Here are a few real world examples of unintentional bias from data-driven ML systems:

  1. Criminal Justice System (COMPAS): COMPAS (Correctional Offender Management Profiling for Alternative Sanctions) is an algorithm used to assess the risk of recidivism.

    • Bias: A 2016 investigation by ProPublica found that COMPAS was biased against African-Americans. The algorithm was more likely to incorrectly label black defendants as high-risk compared to white defendants.
    • Impact: This bias can lead to unfair sentencing and parole decisions, disproportionately affecting African-American individuals.
  2. Hiring Algorithms: Various companies have used ML algorithms to screen job applicants.

    • Bias: Amazon’s recruiting tool, which was trained on resumes submitted over a 10-year period, exhibited bias against women. The tool downgraded resumes that included the word "women’s" and favored resumes similar to those of the predominantly male applicant pool.
    • Impact: Such biases can lead to fewer employment opportunities for women and other underrepresented groups.
  3. Facial Recognition Technology: Facial recognition systems are used in various applications, from law enforcement to smartphone unlocking.

    • Bias: Studies, such as one by the National Institute of Standards and Technology (NIST), have shown that facial recognition algorithms have higher error rates for people with darker skin tones. For example, the systems were found to be less accurate in identifying African-American and Asian faces compared to Caucasian faces.
    • Impact: This can lead to misidentification and potential discrimination in surveillance, policing, and other areas.
  4. Healthcare Algorithms: Predictive algorithms used in healthcare to allocate resources and predict patient outcomes.

    • Bias: A study published in Science in 2019 found that an algorithm used to predict which patients would benefit from additional healthcare resources was biased against black patients.

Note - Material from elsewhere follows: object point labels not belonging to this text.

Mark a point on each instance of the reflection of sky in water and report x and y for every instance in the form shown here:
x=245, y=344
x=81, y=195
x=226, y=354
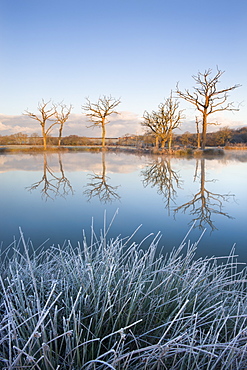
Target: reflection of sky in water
x=64, y=218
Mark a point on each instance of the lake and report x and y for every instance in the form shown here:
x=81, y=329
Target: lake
x=56, y=196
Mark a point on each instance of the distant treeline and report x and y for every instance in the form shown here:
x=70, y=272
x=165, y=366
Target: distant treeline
x=224, y=136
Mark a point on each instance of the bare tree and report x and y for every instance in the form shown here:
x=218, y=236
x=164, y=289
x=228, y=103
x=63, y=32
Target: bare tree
x=207, y=98
x=46, y=114
x=198, y=133
x=163, y=121
x=62, y=116
x=99, y=112
x=174, y=117
x=152, y=123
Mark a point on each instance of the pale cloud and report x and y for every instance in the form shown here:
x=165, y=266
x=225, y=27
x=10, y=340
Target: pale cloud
x=120, y=125
x=77, y=124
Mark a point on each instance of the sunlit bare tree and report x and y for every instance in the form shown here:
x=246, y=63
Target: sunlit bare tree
x=162, y=122
x=207, y=98
x=62, y=113
x=99, y=112
x=46, y=118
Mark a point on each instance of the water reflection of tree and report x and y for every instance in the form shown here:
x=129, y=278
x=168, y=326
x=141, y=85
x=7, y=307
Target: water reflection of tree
x=99, y=186
x=161, y=176
x=52, y=185
x=204, y=203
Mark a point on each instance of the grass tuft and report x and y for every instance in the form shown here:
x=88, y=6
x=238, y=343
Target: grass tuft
x=108, y=304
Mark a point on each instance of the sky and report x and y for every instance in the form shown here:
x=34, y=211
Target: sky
x=135, y=50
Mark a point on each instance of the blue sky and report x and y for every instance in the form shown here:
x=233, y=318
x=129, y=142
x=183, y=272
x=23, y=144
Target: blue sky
x=136, y=50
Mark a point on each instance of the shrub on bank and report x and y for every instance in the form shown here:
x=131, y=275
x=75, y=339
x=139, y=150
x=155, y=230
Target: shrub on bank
x=108, y=304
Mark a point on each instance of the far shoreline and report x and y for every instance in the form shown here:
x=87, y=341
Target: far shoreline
x=176, y=152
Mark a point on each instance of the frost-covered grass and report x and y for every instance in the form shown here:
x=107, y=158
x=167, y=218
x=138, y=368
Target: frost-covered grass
x=108, y=304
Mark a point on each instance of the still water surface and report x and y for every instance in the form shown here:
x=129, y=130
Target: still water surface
x=55, y=196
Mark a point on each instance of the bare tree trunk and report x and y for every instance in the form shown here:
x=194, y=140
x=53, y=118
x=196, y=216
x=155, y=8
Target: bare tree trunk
x=103, y=135
x=157, y=142
x=44, y=137
x=170, y=142
x=204, y=130
x=198, y=134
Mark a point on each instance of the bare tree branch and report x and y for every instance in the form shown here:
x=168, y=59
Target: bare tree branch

The algorithm relied on healthcare costs as a proxy for health needs, which resulted in underestimating the health needs of black patients who typically incurred lower healthcare costs due to systemic barriers.
    • Impact: This bias can lead to unequal access to healthcare services and poorer health outcomes for minority groups.
  5. Mortgage Lending: Algorithms used by financial institutions to determine creditworthiness and approve mortgage applications.

    • Bias: A 2018 study by the National Bureau of Economic Research found that African-American and Hispanic borrowers were more likely to be charged higher interest rates and have their loan applications rejected compared to white borrowers, even when controlling for financial factors.
    • Impact: This leads to systemic financial inequalities, making it harder for minorities to own homes and build wealth.

Eliminating Bias

Okay, so we're starting to understand how unintended biases can occur and the need for proactive ethical thinking in our business data analytics. But how do we systematically reduce or eliminate potential biases when we don't always see them coming? Mistakes may happen, but let's summarize everything we have already learned to be as forward-thinking as possible:

  1. Diverse and Representative Data: Ensure that training datasets are diverse and representative of all possible groups that the information system is designed for. This involves actively seeking out and including data from minority groups.

  2. Bias Detection and Correction: Implement techniques to detect and correct biases during the model development process. This includes fairness metrics and bias correction algorithms. It also means ignoring or intentionally leaving out data features that can lead to bias (e.g. gender, ethnicity, age, disabilities, sexual orientation, religion, political affiliation, and others) unless there is a justifiable reason to keep them.

  3. Inclusive Development Teams: Foster diversity within development teams to bring multiple perspectives to the design and testing phases, helping to identify and mitigate biases.

  4. Transparency and Accountability: Increase transparency around how ML models are built and how decisions are made. This can include documenting data sources, model parameters, and potential biases.

  5. Continuous Monitoring: Regularly monitor deployed models for bias and unfair outcomes, and update them as necessary to ensure they remain fair and equitable.